Figure 3. Schematic diagram of contextual constraint decoding framework. The figure presents the full pipeline of CCD which includes graph-guided context propagation for modeling span-level dependencies ontology-aware label filtering for enforcing type consistency based on biomedical schema and a unified decoding module that integrates intra-channel and inter-channel attention mechanisms to refine and select entity spans in a globally coherent manner Each module contributes to improving decoding precision under dense and overlapping annotation scenarios.

3.4.1 Constraint-based span selection

The core of CCD lies in refining the span prediction set ${\widehat{\mathcal{E}}}_{\text{raw}}$ into a coherent and structurally valid subset ${\widehat{\mathcal{E}}}^{*}$ by solving a constrained optimization problem. Rather than treating span predictions independently, CCD performs global selection guided by prior knowledge and contextual consistency (As shown in Figure 4).

Figure 4

Figure 4. Schematic diagram of constraint-based span selection. The figure illustrates how domain-specific and domain-invariant features are extracted through a multi-branch convolutional encoder followed by span selection guided by motion dynamics environmental embeddings and temporal memory A dynamic motion predictor and a modular classifier are jointly used to resolve overlapping and noisy span predictions under contextual and structural constraints leading to robust activity inference across heterogeneous domains.

The objective balances three competing goals: maximizing model confidence over spans, minimizing structural inconsistencies, and rewarding semantic coherence. Formally, the optimization target is defined as Equation 26:

$\begin{array}{ll}{\widehat{\mathcal{E}}}^{=}\arg \underset{\mathcal{E}\subseteq {\widehat{\mathcal{E}}}_{\text{raw} }}{\max }\sum _{(s,t,y)\in \mathcal{E}}\log P(y|s,t,x)-{\lambda }_1·{\mathcal{C}}_{\text{overlap}}(\mathcal{E})-{\lambda }_2·{\mathcal{C}}_{\text{conflict}}(\mathcal{E})+{\lambda }_3·{\mathcal{K}}_{\text{context}}(\mathcal{E}),& (26)\end{array}$

where $P(y | s,t,x)$ is the predicted probability from SpanStructEncoder.

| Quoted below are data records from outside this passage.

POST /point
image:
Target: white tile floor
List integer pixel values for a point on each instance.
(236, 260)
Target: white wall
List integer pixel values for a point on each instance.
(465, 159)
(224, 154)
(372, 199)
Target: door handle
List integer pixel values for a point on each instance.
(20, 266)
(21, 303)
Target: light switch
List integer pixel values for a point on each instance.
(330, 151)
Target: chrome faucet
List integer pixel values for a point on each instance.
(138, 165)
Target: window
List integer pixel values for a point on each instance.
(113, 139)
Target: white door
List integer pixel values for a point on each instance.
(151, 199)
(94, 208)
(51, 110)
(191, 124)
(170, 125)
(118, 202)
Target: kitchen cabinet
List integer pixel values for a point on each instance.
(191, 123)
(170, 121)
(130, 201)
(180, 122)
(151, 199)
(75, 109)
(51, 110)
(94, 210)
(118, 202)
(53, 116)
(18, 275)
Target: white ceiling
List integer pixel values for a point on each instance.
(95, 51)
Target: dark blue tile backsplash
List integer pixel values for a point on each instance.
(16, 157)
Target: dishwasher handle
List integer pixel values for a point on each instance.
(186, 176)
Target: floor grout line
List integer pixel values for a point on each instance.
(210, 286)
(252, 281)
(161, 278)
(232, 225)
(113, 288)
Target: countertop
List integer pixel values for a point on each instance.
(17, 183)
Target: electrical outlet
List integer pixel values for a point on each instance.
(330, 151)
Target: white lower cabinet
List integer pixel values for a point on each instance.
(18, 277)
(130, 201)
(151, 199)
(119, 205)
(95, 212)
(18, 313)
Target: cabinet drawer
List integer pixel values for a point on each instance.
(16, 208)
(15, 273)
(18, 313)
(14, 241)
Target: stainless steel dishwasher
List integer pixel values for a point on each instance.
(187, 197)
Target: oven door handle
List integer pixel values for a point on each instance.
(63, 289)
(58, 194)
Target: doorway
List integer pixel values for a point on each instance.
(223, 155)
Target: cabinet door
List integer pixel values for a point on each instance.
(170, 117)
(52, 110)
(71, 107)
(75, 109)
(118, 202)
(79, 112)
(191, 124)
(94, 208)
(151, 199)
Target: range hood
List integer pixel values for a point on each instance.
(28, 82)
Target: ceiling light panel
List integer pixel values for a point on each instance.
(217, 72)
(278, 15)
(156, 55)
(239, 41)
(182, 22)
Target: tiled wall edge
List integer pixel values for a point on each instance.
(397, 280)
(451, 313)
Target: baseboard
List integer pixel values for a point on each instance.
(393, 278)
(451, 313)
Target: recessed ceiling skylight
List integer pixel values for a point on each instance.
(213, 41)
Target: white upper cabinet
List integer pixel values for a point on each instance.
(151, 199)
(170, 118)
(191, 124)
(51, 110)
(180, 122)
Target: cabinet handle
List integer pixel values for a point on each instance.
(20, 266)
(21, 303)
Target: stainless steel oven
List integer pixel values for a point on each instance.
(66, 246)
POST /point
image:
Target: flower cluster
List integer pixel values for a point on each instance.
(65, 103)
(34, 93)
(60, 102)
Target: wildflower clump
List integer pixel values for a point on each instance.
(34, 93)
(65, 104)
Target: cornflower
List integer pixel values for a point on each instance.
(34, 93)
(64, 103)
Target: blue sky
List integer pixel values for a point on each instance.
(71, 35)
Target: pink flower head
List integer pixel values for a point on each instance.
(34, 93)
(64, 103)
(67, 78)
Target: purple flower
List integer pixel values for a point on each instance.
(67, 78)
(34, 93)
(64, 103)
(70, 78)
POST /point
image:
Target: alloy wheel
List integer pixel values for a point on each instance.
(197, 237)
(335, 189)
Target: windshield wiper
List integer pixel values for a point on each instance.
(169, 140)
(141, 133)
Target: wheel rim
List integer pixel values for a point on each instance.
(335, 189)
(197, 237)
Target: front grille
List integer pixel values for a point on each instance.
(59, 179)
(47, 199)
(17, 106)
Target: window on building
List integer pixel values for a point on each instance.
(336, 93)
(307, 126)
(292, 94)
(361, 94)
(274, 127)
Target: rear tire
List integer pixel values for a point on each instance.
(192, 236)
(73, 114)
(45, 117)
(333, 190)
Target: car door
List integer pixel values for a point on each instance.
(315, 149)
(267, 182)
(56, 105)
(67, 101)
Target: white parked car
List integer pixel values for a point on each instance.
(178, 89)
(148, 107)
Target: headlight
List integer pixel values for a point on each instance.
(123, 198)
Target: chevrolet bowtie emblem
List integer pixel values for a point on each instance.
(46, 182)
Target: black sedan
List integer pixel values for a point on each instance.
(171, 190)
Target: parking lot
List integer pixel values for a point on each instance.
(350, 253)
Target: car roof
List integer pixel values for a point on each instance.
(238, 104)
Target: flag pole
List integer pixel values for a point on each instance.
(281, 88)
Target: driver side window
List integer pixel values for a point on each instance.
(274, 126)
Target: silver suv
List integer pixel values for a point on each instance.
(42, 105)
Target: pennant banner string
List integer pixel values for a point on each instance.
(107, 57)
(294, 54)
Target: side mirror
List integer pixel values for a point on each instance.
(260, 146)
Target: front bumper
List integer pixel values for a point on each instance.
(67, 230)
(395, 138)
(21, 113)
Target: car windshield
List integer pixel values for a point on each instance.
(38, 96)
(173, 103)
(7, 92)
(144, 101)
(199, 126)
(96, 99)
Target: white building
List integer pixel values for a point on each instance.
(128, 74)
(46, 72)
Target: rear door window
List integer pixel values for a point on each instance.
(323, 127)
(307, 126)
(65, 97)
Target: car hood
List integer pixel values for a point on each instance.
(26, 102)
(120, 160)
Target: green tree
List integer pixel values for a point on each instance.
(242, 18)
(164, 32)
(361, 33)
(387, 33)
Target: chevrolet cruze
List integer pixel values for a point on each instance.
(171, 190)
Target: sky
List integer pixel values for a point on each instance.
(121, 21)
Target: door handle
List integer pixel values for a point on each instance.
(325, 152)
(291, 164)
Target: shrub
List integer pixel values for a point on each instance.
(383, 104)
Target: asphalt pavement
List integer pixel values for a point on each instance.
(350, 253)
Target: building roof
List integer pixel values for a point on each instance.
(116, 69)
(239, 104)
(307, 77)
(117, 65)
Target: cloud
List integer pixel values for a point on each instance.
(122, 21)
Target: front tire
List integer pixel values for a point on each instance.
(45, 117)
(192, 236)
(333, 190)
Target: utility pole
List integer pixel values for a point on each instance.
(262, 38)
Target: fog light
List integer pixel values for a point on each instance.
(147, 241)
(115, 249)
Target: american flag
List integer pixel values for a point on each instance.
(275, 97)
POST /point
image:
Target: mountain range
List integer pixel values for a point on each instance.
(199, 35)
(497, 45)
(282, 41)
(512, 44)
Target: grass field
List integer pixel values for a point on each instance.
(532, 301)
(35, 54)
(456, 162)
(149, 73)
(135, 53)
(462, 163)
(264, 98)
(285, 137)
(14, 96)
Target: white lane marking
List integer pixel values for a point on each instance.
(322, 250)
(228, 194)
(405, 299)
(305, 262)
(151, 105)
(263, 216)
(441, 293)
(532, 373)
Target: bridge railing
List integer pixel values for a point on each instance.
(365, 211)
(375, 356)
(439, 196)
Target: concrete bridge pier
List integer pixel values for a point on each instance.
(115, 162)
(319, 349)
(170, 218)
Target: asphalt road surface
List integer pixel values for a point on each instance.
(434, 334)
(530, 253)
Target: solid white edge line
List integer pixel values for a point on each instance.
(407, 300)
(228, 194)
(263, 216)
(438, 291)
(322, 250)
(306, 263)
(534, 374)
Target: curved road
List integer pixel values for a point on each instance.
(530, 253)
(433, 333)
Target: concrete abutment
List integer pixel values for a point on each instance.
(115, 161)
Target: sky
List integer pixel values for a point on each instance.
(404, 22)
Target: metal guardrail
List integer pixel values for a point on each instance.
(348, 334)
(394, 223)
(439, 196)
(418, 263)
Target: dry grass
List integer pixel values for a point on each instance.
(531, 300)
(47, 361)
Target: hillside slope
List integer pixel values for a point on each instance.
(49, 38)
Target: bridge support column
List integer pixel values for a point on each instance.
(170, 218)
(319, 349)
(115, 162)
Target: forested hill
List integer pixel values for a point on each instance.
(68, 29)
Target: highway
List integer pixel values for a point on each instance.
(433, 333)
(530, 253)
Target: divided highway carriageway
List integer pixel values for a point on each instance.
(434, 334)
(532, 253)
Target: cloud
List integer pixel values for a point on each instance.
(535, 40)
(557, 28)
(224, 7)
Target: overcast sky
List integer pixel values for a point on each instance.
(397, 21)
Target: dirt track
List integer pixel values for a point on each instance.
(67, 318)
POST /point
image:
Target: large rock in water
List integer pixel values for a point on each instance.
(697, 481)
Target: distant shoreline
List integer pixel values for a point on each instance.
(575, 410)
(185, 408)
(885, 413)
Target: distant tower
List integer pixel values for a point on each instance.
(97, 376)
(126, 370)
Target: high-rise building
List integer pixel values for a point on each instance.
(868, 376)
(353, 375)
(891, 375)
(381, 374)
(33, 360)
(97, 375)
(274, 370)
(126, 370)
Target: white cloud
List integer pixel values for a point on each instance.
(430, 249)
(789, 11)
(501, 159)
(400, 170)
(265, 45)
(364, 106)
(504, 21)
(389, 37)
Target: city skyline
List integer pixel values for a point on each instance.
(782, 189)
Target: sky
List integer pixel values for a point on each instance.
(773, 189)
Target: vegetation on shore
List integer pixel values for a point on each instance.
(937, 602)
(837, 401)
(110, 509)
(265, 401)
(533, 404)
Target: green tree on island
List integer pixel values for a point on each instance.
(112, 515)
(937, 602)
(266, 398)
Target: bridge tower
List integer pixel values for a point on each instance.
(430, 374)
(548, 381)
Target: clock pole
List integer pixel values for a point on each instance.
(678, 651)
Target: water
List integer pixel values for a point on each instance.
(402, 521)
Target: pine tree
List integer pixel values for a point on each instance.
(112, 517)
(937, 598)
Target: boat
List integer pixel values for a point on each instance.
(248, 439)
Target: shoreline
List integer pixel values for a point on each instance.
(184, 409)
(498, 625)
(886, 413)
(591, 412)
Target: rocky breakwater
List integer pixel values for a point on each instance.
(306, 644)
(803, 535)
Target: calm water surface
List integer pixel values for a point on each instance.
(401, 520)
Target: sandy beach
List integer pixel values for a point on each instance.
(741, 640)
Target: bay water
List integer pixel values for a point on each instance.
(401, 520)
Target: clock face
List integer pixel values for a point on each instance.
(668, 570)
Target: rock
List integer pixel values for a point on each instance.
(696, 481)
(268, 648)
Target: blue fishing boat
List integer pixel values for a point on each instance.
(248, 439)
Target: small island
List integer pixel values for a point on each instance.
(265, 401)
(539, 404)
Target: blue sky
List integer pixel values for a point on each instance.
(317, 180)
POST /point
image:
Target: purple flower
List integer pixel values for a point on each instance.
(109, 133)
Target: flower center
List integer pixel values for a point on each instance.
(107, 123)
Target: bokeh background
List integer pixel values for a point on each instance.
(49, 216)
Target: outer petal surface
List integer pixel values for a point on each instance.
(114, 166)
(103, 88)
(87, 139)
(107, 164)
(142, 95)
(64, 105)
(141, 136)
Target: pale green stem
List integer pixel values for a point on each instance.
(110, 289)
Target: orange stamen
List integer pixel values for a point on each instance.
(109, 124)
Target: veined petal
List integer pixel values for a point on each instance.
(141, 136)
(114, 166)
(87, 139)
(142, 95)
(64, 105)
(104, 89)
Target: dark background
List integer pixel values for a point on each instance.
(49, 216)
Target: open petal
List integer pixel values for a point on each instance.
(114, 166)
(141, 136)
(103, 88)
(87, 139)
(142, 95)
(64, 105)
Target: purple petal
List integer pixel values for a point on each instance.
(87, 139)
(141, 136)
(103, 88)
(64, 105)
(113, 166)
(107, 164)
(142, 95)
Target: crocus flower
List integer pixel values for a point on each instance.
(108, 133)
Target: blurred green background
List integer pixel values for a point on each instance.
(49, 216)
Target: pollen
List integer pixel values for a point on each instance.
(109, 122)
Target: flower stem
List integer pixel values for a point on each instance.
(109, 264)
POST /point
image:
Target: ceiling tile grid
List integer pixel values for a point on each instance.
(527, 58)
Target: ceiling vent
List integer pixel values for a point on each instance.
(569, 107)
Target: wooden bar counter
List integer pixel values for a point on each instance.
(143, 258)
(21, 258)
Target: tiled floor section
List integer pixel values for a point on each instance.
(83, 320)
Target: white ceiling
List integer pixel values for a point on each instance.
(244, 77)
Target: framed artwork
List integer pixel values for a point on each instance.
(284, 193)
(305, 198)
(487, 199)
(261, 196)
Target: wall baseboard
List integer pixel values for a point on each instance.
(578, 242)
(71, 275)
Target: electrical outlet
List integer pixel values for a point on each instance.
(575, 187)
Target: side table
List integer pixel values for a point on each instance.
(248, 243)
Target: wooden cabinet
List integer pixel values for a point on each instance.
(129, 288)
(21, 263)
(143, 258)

The first constraint, ${\mathcal{C}}_{\text{overlap}},$ penalizes overlapping spans assigned different types, preventing multiple entities from occupying the same token space (Equation 27):

$\begin{array}{ll}{\mathcal{C}}_{\text{overlap}}(\mathcal{E})=\sum _{\begin{array}{c}(s,t,y),(s^{\prime },t^{\prime },y^{\prime })\in E\\ (s,t)\cap (s^{\prime },t^{\prime })\ne \varnothing \end{array}}1[(s,t)\ne (s^{\prime },t^{\prime })].& (27)\end{array}$

The second constraint, $\mathcal{C}$conflict, incorporates type-level incompatibilities defined via a schema-aware function $\text{Ψ}(y,y^{\prime })$ and penalizes semantically invalid co-occurrence (Equation 28):

$\begin{array}{ll}{\mathcal{C}}_{\text{conflict}}(\mathcal{E})=\sum _{\begin{array}{c}(s,t,y),(s^{\prime },t^{\prime },y^{\prime })\in E\\ \text{Ψ}(y,y^{\prime })=0\end{array}}\delta (\text{rel}(s,t,s^{\prime },t^{\prime })).& (28)\end{array}$

Here, $\delta (·)$ accounts for structural relations like nesting or adjacency, making the constraint sensitive to span layout. To counterbalance these penalties, CCD introduces a contextual consistency reward ${\mathcal{K}}_{\text{context}}$, which boosts configurations where type-homogeneous mentions co-occur meaningfully (Equation 29):

$\begin{array}{ll}{\mathcal{K}}_{\text{context}}(\mathcal{E})=\sum _{y\in \mathcal{Y}}{\eta }_y·\log (1+\sum _{(s,t,y)\in \mathcal{E}}\text{exp}({\alpha }_{s,t})),& (29)\end{array}$

where ${\alpha }_{s,t}$ reflects confidence from attention scores and η_y is a frequency-aware prior. Altogether, this span selection approach enforces both structural and semantic validity, yielding entity sets that are not only probable under the model’s local outputs but also globally consistent with linguistic priors, domain constraints, and discourse-level coherence. CCD performs this optimization efficiently via beam search, progressively constructing candidate sets while pruning those violating critical constraints. This principled formulation greatly improves robustness to over-prediction and type confusion, especially in settings with dense, overlapping annotations common in biomedical texts.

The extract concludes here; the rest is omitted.